In a Facebook group in which I participate, a question was recently posted to elicit thoughtful comment: “What’re you most afraid of?”
This is a good question, and one that is most pertinent to ask in today’s crisis-saturated world. What do we fear?
I’d love to be able to align myself with the thinking of Franklin Roosevelt who once assured this nation that, “the only thing we have to fear is fear itself — nameless, unreasoning, unjustified terror which paralyzes needed efforts to convert retreat into advance.” But at present it is not “fear itself” that I fear. What I fear even more than fear itself is ignorance — wanton, unreflective, unjustifiably confident ignorance which makes fun of sensible precautions and facilitates the spread of infections.
Today I read a posting asserting, among other points, that the simple act of wearing a mask “reduces oxygen up to 60%,” and “increases the risk of CO2 poisoning.” (I think they intended to terrify us with a warning about CO poisoning.) The picture also included some reasonably accurate concerns, such as masks can promote increased face-touching, but the premise appeared to be that no one would think to practice basic hygiene.
But this sort of hairy-scary hype against the wearing of masks is just ignorance on parade. For instance, masks are not, of course, impermeable to gasses. They are intended to permit nearly normal breathing. While it is possible that some reduction of O2 could happen from the effect of the mask, it certainly could not be 60%. A person who experiences a drop in O2 saturation of 20% — that is O2 saturation of 80% — is dangerously near death.

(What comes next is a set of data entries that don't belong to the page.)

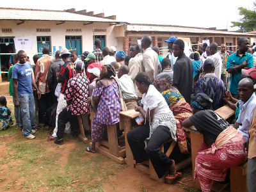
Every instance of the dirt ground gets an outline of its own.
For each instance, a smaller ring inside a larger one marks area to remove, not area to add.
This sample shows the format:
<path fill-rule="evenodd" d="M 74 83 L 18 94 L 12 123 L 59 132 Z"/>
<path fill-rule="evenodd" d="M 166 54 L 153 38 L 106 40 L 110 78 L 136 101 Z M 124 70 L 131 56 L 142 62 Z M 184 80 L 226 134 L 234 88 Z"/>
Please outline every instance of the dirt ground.
<path fill-rule="evenodd" d="M 8 102 L 13 109 L 12 99 Z M 36 132 L 33 140 L 15 126 L 0 132 L 0 191 L 196 191 L 191 170 L 179 182 L 159 183 L 99 152 L 85 152 L 88 145 L 77 137 L 65 136 L 58 145 L 46 141 L 46 130 Z"/>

If a person had an oxygen reduction of 60% — that is O2 saturation of 40% — they would be dead. No one has yet been recorded to have died simply from donning a mask.
Too, CO2 poisoning, while not an impossible condition, is astonishingly hard to achieve in any space that is even poorly ventilated, and requires a concentrated source of CO2, such as blocks of dry ice. Therefore I infer the reference was actually intended to have been to CO — carbon monoxide — which is indeed deadly in relatively small concentration, (> 35ppm) and which is a byproduct of our very own metabolism. However, the concentration of CO present in our exhalation is sufficiently negligible as to be safely ignored; even a gas-impermeable mask would not cause a person to die from CO intoxication.

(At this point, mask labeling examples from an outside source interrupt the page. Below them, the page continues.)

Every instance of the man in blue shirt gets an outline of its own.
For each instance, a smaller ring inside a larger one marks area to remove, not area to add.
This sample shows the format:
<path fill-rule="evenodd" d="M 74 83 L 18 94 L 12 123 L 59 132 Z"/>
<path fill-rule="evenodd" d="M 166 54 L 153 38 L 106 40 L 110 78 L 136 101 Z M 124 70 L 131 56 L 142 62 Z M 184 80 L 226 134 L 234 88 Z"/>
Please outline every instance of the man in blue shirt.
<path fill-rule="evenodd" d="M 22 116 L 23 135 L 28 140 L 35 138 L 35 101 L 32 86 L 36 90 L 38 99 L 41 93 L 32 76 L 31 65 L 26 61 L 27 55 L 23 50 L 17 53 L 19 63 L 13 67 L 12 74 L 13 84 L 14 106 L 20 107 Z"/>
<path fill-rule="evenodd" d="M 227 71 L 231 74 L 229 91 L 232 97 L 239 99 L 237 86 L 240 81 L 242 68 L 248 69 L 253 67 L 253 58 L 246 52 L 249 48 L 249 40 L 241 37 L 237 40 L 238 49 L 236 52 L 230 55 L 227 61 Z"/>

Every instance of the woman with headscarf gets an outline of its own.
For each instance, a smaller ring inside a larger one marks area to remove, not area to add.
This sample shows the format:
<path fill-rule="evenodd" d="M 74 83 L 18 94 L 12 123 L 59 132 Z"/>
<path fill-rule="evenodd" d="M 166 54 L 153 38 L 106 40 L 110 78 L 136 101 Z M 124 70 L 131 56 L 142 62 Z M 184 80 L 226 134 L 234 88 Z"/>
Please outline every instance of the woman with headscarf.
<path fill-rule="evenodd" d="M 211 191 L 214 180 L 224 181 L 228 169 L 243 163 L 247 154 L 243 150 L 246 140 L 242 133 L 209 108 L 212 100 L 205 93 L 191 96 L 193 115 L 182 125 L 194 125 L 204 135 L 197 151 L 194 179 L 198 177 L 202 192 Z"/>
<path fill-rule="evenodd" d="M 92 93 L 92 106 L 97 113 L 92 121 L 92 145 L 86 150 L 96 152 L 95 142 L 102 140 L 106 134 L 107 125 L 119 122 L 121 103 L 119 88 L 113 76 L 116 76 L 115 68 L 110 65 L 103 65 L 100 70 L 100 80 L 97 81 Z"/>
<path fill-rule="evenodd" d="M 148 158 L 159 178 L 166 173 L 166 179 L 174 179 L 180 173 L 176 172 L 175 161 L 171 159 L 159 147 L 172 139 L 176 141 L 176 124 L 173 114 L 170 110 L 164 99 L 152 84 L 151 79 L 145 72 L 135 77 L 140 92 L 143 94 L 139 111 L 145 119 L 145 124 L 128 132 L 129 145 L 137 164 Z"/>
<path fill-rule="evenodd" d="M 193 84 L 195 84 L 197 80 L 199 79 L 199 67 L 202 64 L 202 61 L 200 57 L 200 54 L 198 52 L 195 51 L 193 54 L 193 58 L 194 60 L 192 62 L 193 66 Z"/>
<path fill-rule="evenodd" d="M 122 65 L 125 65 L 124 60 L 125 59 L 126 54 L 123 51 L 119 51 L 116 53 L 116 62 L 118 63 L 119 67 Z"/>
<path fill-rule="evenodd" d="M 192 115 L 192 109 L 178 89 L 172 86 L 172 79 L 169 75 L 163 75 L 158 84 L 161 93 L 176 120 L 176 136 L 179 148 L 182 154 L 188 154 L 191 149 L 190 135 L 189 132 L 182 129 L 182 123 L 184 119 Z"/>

By making frightening claims, and by asserting neatly precise numbers, the author of this deceit aims to have the appearance of “Science.” Of course, they are clearly ignoring medical, scientifically informed practice that has been in place for more than fourteen decades. But ignorance delights in attacking generally accepted practice as some sort of conspiracy against the ignorant. While there is every good reason to question common thinking, and to examine conventional wisdom, it is neither scientifically valid nor logically sound to immediately declare a premise false simply because it is widespread.

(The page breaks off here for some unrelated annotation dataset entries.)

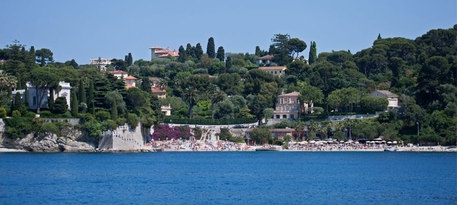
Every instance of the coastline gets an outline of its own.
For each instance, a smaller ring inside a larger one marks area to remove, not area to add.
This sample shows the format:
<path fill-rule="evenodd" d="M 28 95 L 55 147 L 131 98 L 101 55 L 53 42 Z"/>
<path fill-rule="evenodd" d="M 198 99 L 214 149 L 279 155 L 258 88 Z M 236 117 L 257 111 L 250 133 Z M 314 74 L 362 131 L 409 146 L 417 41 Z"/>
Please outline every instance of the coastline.
<path fill-rule="evenodd" d="M 203 142 L 202 142 L 203 143 Z M 157 142 L 161 145 L 156 148 L 153 148 L 152 146 L 146 146 L 143 149 L 135 150 L 98 150 L 96 149 L 95 152 L 124 152 L 124 153 L 137 153 L 137 152 L 254 152 L 256 151 L 257 149 L 265 149 L 268 147 L 264 147 L 262 146 L 247 146 L 246 145 L 238 146 L 233 148 L 226 148 L 226 149 L 221 149 L 221 147 L 210 148 L 208 147 L 201 147 L 200 146 L 182 146 L 178 145 L 167 145 L 167 142 L 160 141 Z M 352 149 L 352 148 L 348 148 L 347 149 L 332 149 L 330 147 L 314 147 L 312 149 L 283 149 L 282 147 L 279 146 L 270 146 L 272 149 L 271 151 L 279 152 L 384 152 L 384 148 L 376 149 Z M 444 147 L 441 146 L 413 146 L 411 147 L 399 147 L 397 148 L 398 151 L 401 152 L 457 152 L 457 148 L 451 148 L 448 149 L 449 147 Z M 17 152 L 29 152 L 27 150 L 17 150 L 14 149 L 8 149 L 5 148 L 0 148 L 0 153 L 17 153 Z M 89 152 L 65 152 L 67 153 L 81 153 Z"/>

Despite the fact that we live in an age of ready access to vast volumes of reasonably reliable information on every subject from Science to History and vastly beyond, there seems to be a concerted effort to convince people to retreat into the “certainty” of their own fears, doubts, and personal inclinations, and not to disturb the lovely comfort of certainty with intrusive facts.
Writing in Newsweek, 21 January 1980, biochemist and writer Isaac Asimov observed, “There is a cult of ignorance in the United States, and there always has been. The strain of anti-intellectualism has been a constant thread winding its way through our political and cultural life, nurtured by the false notion that democracy means that ‘my ignorance is just as good as your knowledge.’” Wishing a thing to be so does not, of course, make it so. Ignorance is not neutral. Ignorance is not benign. And when ignorance becomes aggressive, people die.
What am I most afraid of? Humankind’s deadliest affliction: Ignorance.